Document Type : Original Article


1 Student of Medicine, Isfahan University of Medical Sciences, Isfahan, Iran

2 Medical Student, Faculty of Medicine, Isfahan University of Medical Sciences, Isfahan, Iran

3 Department of Neurosurgery, School of Medicine, Emam hosein Hospital, Isfahan University of Medical Sciences, Isfahan, Iran.

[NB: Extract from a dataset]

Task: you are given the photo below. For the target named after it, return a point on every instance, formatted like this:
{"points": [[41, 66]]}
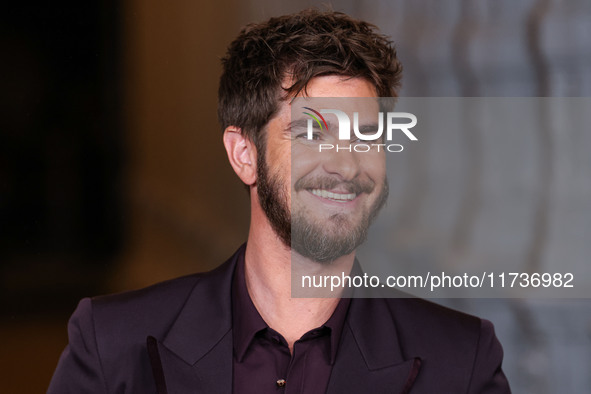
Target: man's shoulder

Background: Craniosynostosis, defined as the premature fusion of the cranial sutures, which can causes impair brain development and cognitive problems.
Objective: The purpose of this study was to assess the epidemiological features of children with craniosynostosis. This information includes the characteristics of the patients, their parents as well as their socioeconomic status.
Methods: This is a cross-sectional study performed from 2015 to 2020 in Imam Hossein Children's Hospital, Isfahan, Iran. We included 220 patients, under craniosynostosis treatment. A multidisciplinary team examined all participants. CT-scan was performed on all patients. All of the participants underwent surgical intervention. The recorded information was classified into four sections: characteristic data of children with craniosynostosis, Family history and parental information, including underlying diseases and drug history 3. Socioeconomic status 4. Treatment and surgery.
Results: 151 (68.7%) of participants were male and 171 (77.9%) had term delivery. The average birth weight was 2.92 kg and head circumference were 34.4 cm. the mean age of children at the time of surgery was 7.74 months and the mortality rate was 3 (1.4%). moreover, 90% were operated once and 10% were operated 2 or 3times. the most common type of craniosynostosis was Metopic 59 (59.4%). In relation to parenteral data, 96 (43.6%) of parents had consanguineous marriage and 6.4% had 1st and 2nd degree family with craniosynostosis.
Conclusion: Based on these findings, attention must be directed towards the potential risk of craniosynostosis in offspring born to consanguineous couples. Moreover, parents must receive guidelines for managing children affected by craniosynostosis.